Some of those who criticise the family veto argue that the autonomy rights of the individual preclude it. They argue that the predeath wishes of the deceased should have the same binding force that an advance directive has when patients are alive but incompetent to make choices.15 This, however, is all far too quick. First, the fact that people are dead must make some difference to the strength and nature of their claims when compared with incompetent living patients, so the analogy is, at least, imperfect. Second, the idea of autonomy is too broad to be much help. There are many different sources of autonomy. For instance, the negative right might be a right against “trespass”, that is, against unconsented to intrusion into the body (Thomson,13 ch 8). Removal of organs is intrusion, and unconsented to, it is trespass. It is not trespass if no removal occurs, even if the individual wants it, so a right against trespass permits a family veto.
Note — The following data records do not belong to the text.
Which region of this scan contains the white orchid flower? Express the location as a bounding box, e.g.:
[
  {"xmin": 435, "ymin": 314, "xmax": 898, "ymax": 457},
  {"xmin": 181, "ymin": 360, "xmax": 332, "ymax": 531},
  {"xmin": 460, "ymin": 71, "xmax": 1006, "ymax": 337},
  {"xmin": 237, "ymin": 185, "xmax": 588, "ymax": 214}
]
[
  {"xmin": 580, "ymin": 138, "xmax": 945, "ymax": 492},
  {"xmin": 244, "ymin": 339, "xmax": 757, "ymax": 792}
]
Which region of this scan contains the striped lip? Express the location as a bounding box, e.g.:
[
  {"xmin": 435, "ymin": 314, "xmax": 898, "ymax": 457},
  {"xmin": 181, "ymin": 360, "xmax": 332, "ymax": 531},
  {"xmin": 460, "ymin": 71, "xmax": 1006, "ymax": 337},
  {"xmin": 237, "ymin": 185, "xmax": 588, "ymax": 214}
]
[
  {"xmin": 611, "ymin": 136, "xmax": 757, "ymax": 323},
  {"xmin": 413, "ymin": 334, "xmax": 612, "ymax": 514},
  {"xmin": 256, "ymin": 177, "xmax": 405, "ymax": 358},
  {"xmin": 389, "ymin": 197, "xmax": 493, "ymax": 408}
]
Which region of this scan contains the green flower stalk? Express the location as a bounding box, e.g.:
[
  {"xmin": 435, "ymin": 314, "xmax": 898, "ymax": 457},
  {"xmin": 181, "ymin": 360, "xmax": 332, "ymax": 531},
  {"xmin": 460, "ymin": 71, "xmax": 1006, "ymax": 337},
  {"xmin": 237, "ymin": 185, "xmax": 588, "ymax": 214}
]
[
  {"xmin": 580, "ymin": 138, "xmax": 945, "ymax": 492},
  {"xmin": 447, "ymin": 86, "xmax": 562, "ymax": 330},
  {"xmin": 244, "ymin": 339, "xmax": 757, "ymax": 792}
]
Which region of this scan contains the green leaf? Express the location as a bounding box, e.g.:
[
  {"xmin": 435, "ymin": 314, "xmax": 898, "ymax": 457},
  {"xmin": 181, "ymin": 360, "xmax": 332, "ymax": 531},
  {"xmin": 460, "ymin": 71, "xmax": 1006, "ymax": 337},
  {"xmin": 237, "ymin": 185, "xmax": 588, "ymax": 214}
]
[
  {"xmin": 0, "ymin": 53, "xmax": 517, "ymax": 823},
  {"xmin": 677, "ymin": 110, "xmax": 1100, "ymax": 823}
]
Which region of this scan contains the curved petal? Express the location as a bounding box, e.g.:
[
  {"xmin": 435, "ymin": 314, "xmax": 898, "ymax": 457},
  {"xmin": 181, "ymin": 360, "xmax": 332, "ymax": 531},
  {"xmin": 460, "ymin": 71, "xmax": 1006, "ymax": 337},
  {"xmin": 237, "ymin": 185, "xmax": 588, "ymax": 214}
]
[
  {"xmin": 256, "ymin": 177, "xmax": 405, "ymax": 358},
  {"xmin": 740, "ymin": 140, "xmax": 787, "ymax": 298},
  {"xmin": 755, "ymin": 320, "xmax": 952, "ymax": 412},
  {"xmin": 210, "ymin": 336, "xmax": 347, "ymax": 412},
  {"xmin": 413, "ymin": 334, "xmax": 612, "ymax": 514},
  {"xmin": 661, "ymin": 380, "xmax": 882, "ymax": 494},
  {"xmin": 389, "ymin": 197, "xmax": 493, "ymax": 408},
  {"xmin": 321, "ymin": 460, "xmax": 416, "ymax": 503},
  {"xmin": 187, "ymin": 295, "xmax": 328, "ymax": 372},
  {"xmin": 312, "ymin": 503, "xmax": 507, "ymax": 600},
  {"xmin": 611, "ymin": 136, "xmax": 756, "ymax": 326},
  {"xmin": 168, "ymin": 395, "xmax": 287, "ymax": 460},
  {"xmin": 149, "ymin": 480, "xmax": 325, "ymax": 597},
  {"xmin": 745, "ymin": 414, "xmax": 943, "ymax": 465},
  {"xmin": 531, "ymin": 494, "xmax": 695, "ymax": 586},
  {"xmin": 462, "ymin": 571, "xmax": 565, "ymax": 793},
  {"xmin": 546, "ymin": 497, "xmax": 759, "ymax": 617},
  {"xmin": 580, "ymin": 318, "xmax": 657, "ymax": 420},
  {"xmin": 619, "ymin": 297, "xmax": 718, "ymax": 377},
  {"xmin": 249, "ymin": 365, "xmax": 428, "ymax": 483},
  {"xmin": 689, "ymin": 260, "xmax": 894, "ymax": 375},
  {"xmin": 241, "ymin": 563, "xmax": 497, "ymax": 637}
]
There is more to autonomy than protection against trespass but—and this is a third point—whatever else there is does not support a positive right to donate that imposes a binding duty on intensivists and transplant teams to accept the offer. Whatever its significance for autonomy, the right to offer does not ordinarily include the right to have an offer accepted. Suppose the intensivists and transplant teams do not retrieve someone’s organs on the grounds that they are unsuitable for transplant. Suppose they turn down the organs on the ground that the family objects and they fear the public reaction if they override the family. Neither seems to violate a duty to the individual deceased. Since rights are correlative to duties, the deceased could only have a positive right to have her offer accepted if others had a duty to the deceased to accept the right. They do not have the duty. So the individual does not have a positive right. Hence it is quite coherent to say that an individual has a negative right of veto but no positive right to have organs and tissues taken after consenting. That said, there may be reasons to honour the deceased’s offer, such as promoting her autonomy, even if these do not amount to a right. These reasons might be overriding, so the double veto is not vindicated by the rights argument. However, the double veto is none the less coherent, which is all this paper aims to show.

CONCLUSION

The current position on the deceased’s consent and the family’s consent to organ and tissue donation from the dead is a double veto—each has the power to withhold and override the other’s desire to donate. This paper has raised, and to some extent answered, questions about the coherence of the double veto. It can be coherently defended in two ways: if it has the best effects and if the deceased has only negative rights of veto. Whether the double veto has better effects than other policies requires empirical investigation, not undertaken here. As for rights, the paper has shown it is entirely possible that individuals have a negative right of veto but no positive right to compel acceptance of their offers. Thus if intensivists and transplant teams turn down the deceased’s offer, they do not thereby violate the deceased’s right. This leaves it open whether non-rights based reasons—such as avoiding bad publicity, avoiding distress, or promoting the deceased’s autonomy—require intensivists and transplant teams to turn down or accept the deceased’s offer. This is, however, beyond the scope of this paper. So too is the more radical position that neither individuals nor family should decide, but that bodies should instead be conscripted.16 The current position may or may not be wrong, but it is at least coherent.

Acknowledgments

My thanks to Paula Boddington, David Price, Stephen Streat, and an audience at the University of Auckland.